College tours have long been an institution for American families, an annual rite that entire families embark on before the admission process. And now as international students and parents discover the advantages of the look-feel-talk experience, they are clearly becoming an important part of the college admission process for these students too.
Two years before session starts: Determine your priorities: A particular geographic area? Public college or private?
Colleges that give aid? Draw up a longlist of possible colleges. Register for tests.
Upto 20 months before session starts: Take the tests required. The Scholastic Aptitude Test (SAT) is conducted in January, May, June, October, November and December.
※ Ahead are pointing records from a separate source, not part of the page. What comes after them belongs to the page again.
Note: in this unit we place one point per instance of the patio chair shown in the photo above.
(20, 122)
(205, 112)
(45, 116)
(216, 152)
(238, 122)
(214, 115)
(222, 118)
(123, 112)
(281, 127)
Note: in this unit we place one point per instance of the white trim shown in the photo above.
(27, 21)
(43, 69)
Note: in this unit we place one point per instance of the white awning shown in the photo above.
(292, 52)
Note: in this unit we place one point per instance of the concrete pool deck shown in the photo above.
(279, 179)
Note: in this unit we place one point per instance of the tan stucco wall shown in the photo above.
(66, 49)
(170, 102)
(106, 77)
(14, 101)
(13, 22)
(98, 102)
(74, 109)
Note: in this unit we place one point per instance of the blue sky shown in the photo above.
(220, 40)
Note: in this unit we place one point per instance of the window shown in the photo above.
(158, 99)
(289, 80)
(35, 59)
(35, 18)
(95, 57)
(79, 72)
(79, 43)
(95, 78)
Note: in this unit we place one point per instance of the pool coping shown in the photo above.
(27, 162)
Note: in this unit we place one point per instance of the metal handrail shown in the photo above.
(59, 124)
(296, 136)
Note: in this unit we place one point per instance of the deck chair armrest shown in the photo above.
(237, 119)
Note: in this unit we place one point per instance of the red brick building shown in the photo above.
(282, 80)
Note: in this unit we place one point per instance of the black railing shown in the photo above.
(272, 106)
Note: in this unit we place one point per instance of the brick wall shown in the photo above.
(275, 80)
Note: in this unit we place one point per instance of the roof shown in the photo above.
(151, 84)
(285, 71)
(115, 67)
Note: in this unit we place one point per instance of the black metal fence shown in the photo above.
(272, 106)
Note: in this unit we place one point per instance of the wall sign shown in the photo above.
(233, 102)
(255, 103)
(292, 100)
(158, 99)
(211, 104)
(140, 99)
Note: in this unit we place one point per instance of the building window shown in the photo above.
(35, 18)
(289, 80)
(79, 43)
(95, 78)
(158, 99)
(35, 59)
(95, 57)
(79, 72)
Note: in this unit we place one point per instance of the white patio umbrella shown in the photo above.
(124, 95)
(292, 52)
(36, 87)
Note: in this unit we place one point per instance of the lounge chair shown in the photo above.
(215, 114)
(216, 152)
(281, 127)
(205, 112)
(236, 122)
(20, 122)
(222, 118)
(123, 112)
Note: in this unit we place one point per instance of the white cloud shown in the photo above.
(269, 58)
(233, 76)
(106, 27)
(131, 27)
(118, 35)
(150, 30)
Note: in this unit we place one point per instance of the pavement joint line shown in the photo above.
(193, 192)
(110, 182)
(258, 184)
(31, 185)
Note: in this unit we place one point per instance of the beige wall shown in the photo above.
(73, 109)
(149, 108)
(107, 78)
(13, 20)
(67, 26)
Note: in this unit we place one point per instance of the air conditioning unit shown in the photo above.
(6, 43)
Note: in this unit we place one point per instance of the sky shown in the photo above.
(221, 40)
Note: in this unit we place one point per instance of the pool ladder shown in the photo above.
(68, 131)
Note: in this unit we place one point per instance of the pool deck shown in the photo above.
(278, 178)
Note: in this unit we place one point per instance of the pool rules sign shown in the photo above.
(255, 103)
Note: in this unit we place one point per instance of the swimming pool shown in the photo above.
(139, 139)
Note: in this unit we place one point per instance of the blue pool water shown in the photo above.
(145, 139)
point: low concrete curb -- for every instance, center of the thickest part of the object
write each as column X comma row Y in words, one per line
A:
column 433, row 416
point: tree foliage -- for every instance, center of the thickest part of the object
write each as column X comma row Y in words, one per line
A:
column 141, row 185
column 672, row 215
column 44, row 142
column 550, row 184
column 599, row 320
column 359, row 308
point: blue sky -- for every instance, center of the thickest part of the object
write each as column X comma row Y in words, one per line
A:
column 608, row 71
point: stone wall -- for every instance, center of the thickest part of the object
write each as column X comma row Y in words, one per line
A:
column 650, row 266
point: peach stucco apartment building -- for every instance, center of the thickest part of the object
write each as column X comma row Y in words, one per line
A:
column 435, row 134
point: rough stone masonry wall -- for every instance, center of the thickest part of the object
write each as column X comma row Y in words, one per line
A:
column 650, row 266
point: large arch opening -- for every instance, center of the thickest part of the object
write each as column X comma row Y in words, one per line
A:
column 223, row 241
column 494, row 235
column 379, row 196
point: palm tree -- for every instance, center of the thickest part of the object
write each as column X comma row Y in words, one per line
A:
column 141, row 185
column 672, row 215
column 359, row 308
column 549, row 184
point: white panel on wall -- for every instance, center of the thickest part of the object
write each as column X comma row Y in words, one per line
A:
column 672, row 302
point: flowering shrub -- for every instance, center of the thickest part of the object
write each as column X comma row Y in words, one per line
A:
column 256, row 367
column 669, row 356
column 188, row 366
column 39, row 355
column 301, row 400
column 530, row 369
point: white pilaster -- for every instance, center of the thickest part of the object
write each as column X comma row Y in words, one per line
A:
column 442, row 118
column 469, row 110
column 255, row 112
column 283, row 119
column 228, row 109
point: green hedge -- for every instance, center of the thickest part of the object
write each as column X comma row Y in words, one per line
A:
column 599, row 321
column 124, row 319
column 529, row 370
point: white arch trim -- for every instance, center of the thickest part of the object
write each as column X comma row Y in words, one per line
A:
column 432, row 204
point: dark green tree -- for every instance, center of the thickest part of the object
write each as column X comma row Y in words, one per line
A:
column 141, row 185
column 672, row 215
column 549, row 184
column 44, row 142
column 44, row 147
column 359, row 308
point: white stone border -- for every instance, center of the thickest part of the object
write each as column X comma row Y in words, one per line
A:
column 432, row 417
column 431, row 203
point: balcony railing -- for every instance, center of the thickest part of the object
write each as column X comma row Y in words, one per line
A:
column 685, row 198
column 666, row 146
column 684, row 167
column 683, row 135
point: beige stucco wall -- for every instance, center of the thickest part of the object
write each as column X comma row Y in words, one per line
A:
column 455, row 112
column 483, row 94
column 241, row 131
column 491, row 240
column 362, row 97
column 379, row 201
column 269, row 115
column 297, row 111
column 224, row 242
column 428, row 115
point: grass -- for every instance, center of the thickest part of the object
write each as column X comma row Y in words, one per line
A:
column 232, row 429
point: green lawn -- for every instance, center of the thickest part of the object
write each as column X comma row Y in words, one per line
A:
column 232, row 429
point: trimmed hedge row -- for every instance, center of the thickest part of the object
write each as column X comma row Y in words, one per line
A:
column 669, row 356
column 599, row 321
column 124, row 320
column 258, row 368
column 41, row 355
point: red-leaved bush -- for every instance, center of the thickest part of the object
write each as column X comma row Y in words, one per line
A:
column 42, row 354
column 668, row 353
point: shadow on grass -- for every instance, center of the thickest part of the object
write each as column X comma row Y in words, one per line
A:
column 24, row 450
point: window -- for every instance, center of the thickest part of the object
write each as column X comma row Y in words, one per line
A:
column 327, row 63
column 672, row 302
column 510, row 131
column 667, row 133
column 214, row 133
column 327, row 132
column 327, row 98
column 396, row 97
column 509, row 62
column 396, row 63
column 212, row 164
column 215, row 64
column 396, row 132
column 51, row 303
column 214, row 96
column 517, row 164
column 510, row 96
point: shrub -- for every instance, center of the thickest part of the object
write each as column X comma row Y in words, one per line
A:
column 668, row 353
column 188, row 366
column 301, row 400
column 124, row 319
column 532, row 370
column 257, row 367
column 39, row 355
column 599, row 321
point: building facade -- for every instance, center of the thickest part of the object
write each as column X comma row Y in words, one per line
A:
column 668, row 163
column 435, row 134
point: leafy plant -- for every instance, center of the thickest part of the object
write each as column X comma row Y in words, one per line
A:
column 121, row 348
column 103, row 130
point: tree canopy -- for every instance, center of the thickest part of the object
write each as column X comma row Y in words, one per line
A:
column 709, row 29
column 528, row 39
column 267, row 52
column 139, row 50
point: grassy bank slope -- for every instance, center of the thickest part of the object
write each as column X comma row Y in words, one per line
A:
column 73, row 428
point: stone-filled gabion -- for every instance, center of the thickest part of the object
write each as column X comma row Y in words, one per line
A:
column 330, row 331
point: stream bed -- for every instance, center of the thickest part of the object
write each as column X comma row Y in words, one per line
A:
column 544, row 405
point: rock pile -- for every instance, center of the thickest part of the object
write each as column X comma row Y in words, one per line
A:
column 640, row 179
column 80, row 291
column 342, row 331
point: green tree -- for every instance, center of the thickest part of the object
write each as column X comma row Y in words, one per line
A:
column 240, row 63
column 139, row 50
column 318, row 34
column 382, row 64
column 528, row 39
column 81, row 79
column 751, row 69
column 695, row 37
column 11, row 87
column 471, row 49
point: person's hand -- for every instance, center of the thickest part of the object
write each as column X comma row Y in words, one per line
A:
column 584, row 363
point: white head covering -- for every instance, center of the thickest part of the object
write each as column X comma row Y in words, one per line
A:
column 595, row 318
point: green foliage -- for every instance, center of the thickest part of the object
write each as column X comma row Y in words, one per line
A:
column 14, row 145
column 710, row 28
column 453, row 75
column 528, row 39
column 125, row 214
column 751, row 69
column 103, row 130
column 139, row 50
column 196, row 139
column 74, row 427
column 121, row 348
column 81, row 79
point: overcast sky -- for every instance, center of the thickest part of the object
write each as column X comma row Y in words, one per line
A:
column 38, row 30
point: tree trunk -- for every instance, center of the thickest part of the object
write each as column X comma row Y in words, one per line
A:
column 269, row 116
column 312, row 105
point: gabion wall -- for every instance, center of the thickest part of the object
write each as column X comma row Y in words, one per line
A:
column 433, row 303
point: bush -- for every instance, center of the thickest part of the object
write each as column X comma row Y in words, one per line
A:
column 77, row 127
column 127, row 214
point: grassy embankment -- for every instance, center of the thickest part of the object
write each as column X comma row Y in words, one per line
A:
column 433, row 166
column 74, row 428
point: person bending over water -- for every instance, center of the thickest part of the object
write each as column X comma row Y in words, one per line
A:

Some schools may also require subject SATs, the Advanced Placement (AP) exam and the Test of English as
a Foreign Language (TOEFL).
Between 19 and 17 months before session starts: Consult the experts: Pay upto Rs. 1 lakh for a basket of products, including tests to determine colleges that suit your profile, help with applications, planning the campus tours et al. Visit college and research Web sites, including the admissions blog at The New York Times (thechoice.blogs.nytimes.com/ ) and the discussion group www.theu.com .
16 months before session starts: Shortlist 10-15 colleges, including a mix of your dream colleges, the target colleges (in which you’re reasonably sure of admission) and the safe choices, and book pre-admission tours.
15 months to 9 months before session starts: Start working on college applications and essays.
8-9 months before session starts: Submit completed applications. Certain schools offer optional interview programmes conducted by alumni. Opt for these if interested.
4-5 months before session starts: Await acceptance letter. For the Fall semester, starting September, letters should arrive by April.